I first came to learn of the ELA because of my interest in Celtic languages. Having already studied Irish, a Goidelic Celtic language, I was interested in learning a language from the other family of Celtic languages, the Brythonic—these include Cornish, Welsh, and Breton. Since I also speak French and have spent some time in France, I took an interest in Breton, which is spoken in some communities in the far west of Brittany in Northwest France. I discovered that there were Breton language classes being given at the ELA offices in Manhattan, and I thought, “Only in New York!”
Through the ELA I not only enjoyed learning Breton (though I unfortunately have forgotten everything I learned!), but also came to really appreciate the work of this heroic organization. Founder and Executive Director Daniel Kaufman is a linguist with expertise in Austronesian languages and an Adjunct professor at the CUNY Graduate Center.
Mr. Kaufman has opened up the ELA tent to partner with a number of organizations, such as Breizh NY (the association of Breton language and culture in New York) and Yurumein Garifuna Cultural Retrieval (a cultural association devoted to the Garifuna language of the Caribbean) to increase awareness around language death and revitalization work.

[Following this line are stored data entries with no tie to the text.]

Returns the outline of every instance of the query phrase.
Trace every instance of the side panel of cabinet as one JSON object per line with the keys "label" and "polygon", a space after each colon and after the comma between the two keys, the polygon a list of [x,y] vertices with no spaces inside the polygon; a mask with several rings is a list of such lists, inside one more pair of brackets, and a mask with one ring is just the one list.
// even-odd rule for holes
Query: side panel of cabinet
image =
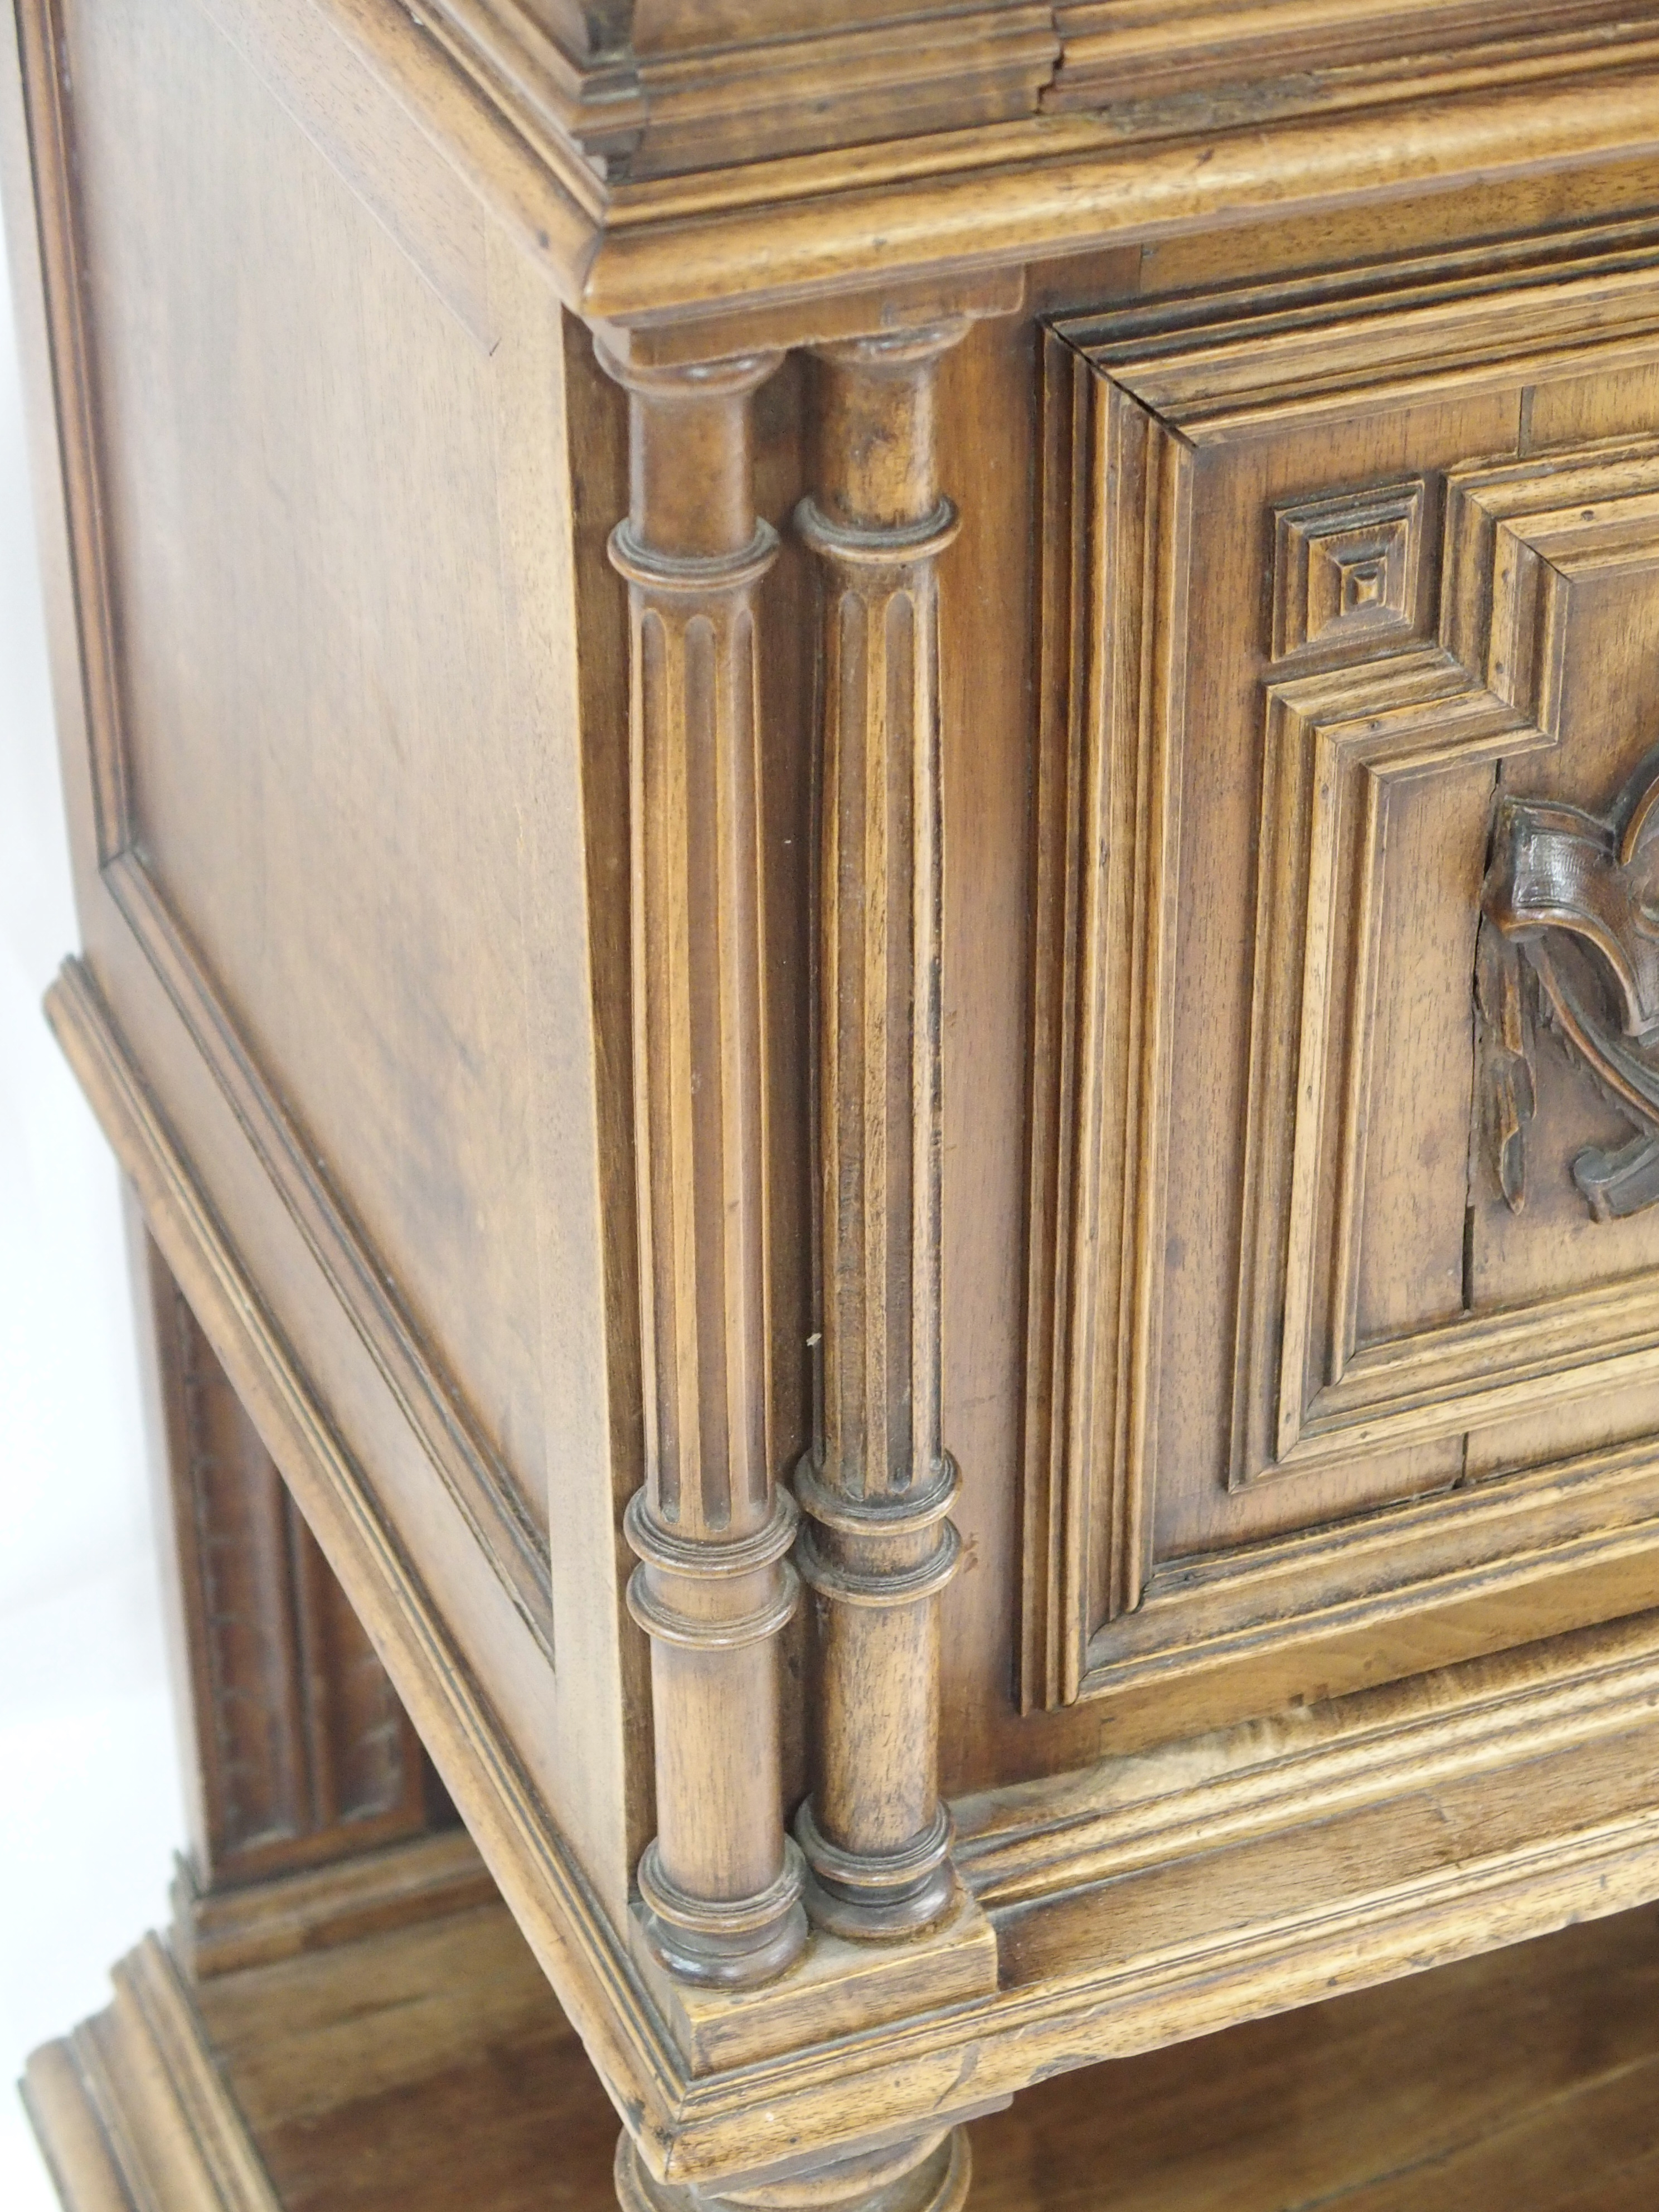
{"label": "side panel of cabinet", "polygon": [[603,476],[617,423],[576,424],[556,300],[320,21],[303,52],[194,0],[20,28],[75,599],[60,1031],[257,1285],[437,1677],[620,1920],[626,905],[584,817],[620,726],[568,442]]}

ELA works with these and many other groups to put on cultural events in the New York area that educate New Yorkers old and new about these linguistic treasures and the fight for their survival and regeneration. I had the privilege of attending one of these events last winter at the Bowery Poetry Club in Manhattan, where the audience learned about the history and structure of several endangered Himalayan languages.
Native speakers of Mustang and Sherpa were on hand to share their language with the audience, and we were treated to traditional song and dance by a group of young children learning to carry on their parents’ traditions. I previously had the pleasure of attending a similar event focusing on Breton and Irish, and was sad to miss that year’s events on Jewish languages (Spain’s Ladino and Syrian Judeo-Arabic) and the Mobilian Trade languages (of the Gulf of Mexico coast).
When a Language Dies
The statistics on language loss and death are staggering and depressing. The fact is that most of the languages being studied and supported by the ELA will be gone before the end of this century. The ELA’s work is important in that it preserves at least some of the cultural knowledge for future generations, but once dead, languages only very rarely come back to life. When a language dies, the unique knowledge and meaning of that language in its words, modes of speaking, and grammar die as well.
The ELA’s devotion to not only recording and preserving but also supporting and regenerating endangered and threatened languages is inspiring. Their important work has been profiled in such places as CNN, the New York Times, BBC, and NPR. By taking leadership from and providing a platform for immigrant communities to celebrate their own cultures and languages, the ELA helps to enrich the New York cultural landscape.